XVIII. Porque conforme é consabido, o Regime Complementar de Procedimento da Inspecção Tributária e Aduaneira (RCPITA), no artigo 2º, alíneas a) e ss., determina que não só os actos inspectivos incidem sobre a confirmação dos elementos declarados pelos sujeitos passivos e demais obrigados tributários, mas também a indagação de factos tributários não declarados e demais actos cujo cumprimento do princípio da legalidade obriga.
XIX. A introdução de uma “flat tax” para o acto inspectivo implica para o acto inspectivo implica para a Administração não só a perda de receita tributária, mas também, eventualmente, a paralisação de toda a acção inspectiva;
XX. Basta, para o efeito, a existência de um acréscimo anormal de pedidos de reembolso, para que toda a estrutura inspectiva integrante no Órgão Periférico Regional fique paralisada a realizar inspecções a pedido dos contribuintes;
XXI. No presente caso o tribunal a quo ignorou a “outra face” da relação jurídica, cujo sujeito passivo é a Administração.
XXII. O Decreto-Lei n.º 6/99, de 8 de Janeiro é aplicável às situações como a aqui em apreço, não violando por isso quaisquer princípios constitucionais, designadamente o princípio da proporcionalidade e tributação sobre o rendimento real.
XXIII. Pelo que não pode a AT ser condenada a apreciar o pedido de reembolso dos PEC’s;
XXIV. E muito menos, sem obrigatoriedade do pagamento das taxas inspectivas.
XXV. Não existe qualquer violação dos princípios do acesso ao direito, da proporcionalidade, do estado de direito democrático, da tributação das empresas pelo seu lucro real ou de qualquer outro preceito constitucional, quando se exige um pedido de uma acção inspectiva para efeitos do reembolso do pagamento especial por conta pago pelo contribuinte, tendo-se pronunciado neste mesmo sentido o Douto Tribunal Administrativo e Fiscal de Penafiel, em Sentença proferida no Processo n.º 102/09.8BEPNF.

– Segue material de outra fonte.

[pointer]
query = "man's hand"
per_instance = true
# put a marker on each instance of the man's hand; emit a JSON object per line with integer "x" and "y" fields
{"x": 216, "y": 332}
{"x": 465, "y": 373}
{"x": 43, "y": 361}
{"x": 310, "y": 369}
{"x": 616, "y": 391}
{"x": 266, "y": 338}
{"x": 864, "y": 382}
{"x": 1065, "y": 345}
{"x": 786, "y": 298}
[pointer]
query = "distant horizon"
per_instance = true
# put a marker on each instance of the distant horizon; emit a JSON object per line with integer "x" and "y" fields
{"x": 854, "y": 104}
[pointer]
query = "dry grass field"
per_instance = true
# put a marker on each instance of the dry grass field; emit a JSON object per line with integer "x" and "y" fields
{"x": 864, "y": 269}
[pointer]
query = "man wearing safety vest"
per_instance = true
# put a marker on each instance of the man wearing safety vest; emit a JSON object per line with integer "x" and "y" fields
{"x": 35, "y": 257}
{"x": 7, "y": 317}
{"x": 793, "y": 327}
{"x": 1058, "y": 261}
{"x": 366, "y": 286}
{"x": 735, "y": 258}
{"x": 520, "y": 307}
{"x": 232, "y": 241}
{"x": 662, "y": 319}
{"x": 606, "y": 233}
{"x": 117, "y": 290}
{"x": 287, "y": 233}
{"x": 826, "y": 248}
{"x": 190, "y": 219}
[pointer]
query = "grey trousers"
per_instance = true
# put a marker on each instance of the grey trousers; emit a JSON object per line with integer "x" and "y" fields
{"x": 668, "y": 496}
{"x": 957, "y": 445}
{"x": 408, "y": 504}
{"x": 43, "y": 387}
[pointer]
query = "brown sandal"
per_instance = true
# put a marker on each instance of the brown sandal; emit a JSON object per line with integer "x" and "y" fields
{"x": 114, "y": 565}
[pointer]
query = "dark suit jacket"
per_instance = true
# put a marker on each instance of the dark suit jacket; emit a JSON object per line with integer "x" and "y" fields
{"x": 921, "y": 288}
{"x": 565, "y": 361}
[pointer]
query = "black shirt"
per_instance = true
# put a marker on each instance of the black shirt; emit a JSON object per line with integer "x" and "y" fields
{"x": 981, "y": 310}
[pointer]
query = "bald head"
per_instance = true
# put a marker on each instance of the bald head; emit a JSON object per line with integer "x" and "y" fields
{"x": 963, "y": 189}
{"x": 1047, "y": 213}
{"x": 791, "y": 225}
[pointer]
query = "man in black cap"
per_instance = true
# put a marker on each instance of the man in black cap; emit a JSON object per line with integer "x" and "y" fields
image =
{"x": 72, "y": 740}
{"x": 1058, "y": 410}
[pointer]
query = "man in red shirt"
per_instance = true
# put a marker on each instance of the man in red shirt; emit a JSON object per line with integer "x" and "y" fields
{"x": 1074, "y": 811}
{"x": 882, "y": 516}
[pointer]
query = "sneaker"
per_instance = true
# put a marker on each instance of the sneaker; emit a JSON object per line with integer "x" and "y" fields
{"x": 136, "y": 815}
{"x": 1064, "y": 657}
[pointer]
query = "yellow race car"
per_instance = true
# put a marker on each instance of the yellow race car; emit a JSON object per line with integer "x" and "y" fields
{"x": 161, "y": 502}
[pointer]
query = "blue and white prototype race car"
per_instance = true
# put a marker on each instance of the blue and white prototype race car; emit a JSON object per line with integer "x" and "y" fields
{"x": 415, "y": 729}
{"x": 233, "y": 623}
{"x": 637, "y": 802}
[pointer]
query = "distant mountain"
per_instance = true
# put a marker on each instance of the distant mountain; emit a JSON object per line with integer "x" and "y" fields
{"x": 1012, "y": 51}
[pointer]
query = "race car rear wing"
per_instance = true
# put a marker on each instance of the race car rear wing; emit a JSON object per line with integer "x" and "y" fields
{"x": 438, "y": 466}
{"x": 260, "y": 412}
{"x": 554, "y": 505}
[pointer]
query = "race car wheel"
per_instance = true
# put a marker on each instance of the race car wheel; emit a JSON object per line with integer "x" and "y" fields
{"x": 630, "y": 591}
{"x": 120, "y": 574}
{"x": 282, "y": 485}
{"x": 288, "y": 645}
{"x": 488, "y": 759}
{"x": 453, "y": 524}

XXVI. A sentença ora recorrida viola o artigo 93.º, n.º 3 do CIRC e, bem assim, o DL 6/99, de 08-01, a Portaria n.º 923/99, de 20-10, o artigo 36º do RCPIT e faz uma errada aplicação do artigo 58º da LGT.
Termina pedindo:
Pelo que, nestes termos e nos mais de Direito, que V.ªs Exas., doutamente suprirão, deve o presente recurso jurisdicional ser julgado procedente e revogada a sentença recorrida, como é de Direito e Justiça.
***
A Recorrida apresentou contra-alegações, nas quais conclui como se segue:
- CONCLUSÕES:
i. Como resulta da matéria de facto provada, e como feito notar pelo Tribunal a quo, a Recorrida, no final pedido de reembolso, solicitou à AT que desse “cumprimento ao legalmente estipulado (…)” - ou seja, solicitou que procedesse ao reembolso do PEC depois de cumpridas as formalidades legais estabelecidas para o efeito, incluindo a inspecção à sua esfera tributária ou qualquer outra formalidade legalmente exigível para apreciação e decisão do pedido de reembolso.
ii. Vale isto por dizer que, como correctamente julgado, o pedido de reembolso de PEC, nos termos da lei, tem inerente um pedido de realização de acção inspectiva, incumbindo à AT, por conseguinte, a adopção dos procedimentos considerados adequados à realização da inspecção para aferir e decidir o peticionado reembolso.
iii. Em situações semelhantes, de pedidos de reembolso de PEC outro Tribunal de primeira instância anulou o acto de indeferimento do pedido de reembolso, nos seguintes termos: «Atendendo a que o pedido de reembolso da autora tem também inerente um pedido de realização de acção inspectiva, a administração tributária tinha de adaptar os procedimentos adequados à realização da inspecção a pedido do sujeito passivo, para decidir o pedido de reembolso.». (Acórdão de 26.07.2010, proferido no proc. n.º 102/09.SBEPNF, pelo TAF de Penafiel).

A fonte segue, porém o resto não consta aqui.